How to Resolve "Could Not Import pypandoc - Required to Package PySpark" in Python
When packaging or distributing a PySpark application, you may run into the error "Could not import pypandoc - required to package PySpark". This error stops the build process and can be confusing, especially since pypandoc isn't something you'd normally associate with Spark.
In this guide, we'll explain why this error happens, walk through multiple solutions from simplest to most comprehensive, and help you verify that everything is working correctly.

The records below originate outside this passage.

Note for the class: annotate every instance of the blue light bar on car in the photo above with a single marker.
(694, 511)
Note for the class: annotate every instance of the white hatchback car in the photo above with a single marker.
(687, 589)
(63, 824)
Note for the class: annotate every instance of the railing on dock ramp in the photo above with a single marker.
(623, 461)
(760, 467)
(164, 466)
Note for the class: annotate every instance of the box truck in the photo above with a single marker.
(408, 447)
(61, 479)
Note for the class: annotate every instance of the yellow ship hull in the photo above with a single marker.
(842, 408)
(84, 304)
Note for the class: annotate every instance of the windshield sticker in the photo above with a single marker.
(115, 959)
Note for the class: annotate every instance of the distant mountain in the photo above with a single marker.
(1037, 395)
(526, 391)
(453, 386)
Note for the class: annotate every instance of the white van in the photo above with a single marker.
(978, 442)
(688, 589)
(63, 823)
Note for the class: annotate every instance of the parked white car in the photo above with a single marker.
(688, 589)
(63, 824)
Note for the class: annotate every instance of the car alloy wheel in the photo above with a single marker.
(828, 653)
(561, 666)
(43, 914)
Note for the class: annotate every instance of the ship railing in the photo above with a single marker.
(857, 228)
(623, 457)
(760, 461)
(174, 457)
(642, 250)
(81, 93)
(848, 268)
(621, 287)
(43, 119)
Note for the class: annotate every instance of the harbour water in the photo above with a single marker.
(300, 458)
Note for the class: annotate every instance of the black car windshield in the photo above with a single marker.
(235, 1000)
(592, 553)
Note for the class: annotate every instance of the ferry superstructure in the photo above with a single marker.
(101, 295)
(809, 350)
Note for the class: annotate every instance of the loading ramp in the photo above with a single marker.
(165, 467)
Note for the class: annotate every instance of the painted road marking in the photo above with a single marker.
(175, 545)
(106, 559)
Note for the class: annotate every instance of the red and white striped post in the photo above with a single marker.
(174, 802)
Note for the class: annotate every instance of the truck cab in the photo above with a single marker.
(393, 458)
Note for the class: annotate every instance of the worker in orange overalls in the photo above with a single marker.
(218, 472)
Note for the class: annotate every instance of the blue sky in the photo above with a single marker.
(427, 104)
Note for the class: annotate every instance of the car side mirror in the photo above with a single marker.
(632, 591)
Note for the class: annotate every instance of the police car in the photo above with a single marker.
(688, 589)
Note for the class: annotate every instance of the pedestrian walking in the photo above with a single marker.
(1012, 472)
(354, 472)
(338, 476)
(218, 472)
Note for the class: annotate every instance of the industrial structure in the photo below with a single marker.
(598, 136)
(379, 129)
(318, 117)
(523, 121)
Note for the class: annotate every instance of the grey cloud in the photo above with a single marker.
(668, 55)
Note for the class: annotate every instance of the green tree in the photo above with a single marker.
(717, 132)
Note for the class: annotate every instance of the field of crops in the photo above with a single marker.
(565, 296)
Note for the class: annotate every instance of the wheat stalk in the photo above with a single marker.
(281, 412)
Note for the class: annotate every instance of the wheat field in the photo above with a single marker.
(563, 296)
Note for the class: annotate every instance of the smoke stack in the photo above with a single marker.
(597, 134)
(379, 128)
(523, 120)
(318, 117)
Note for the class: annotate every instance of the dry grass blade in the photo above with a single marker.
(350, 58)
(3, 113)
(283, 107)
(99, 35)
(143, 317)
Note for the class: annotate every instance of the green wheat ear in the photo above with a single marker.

Why Does This Error Occur?
PySpark's setup.py uses pypandoc to convert the project's README.md file from Markdown to reStructuredText (RST) format during the packaging process. This conversion is needed because PyPI historically required package descriptions in RST format.
When you run a packaging command like:
python setup.py sdist
PySpark's setup script attempts to import pypandoc. If the library isn't installed, or if pypandoc is installed but can't find the underlying pandoc binary, the process fails with:
Could not import pypandoc - required to package PySpark
This error only affects packaging and distribution. If you're simply using PySpark as an end user (e.g., pip install pyspark), you typically won't encounter this issue. It primarily affects developers building PySpark from source or creating custom distributions.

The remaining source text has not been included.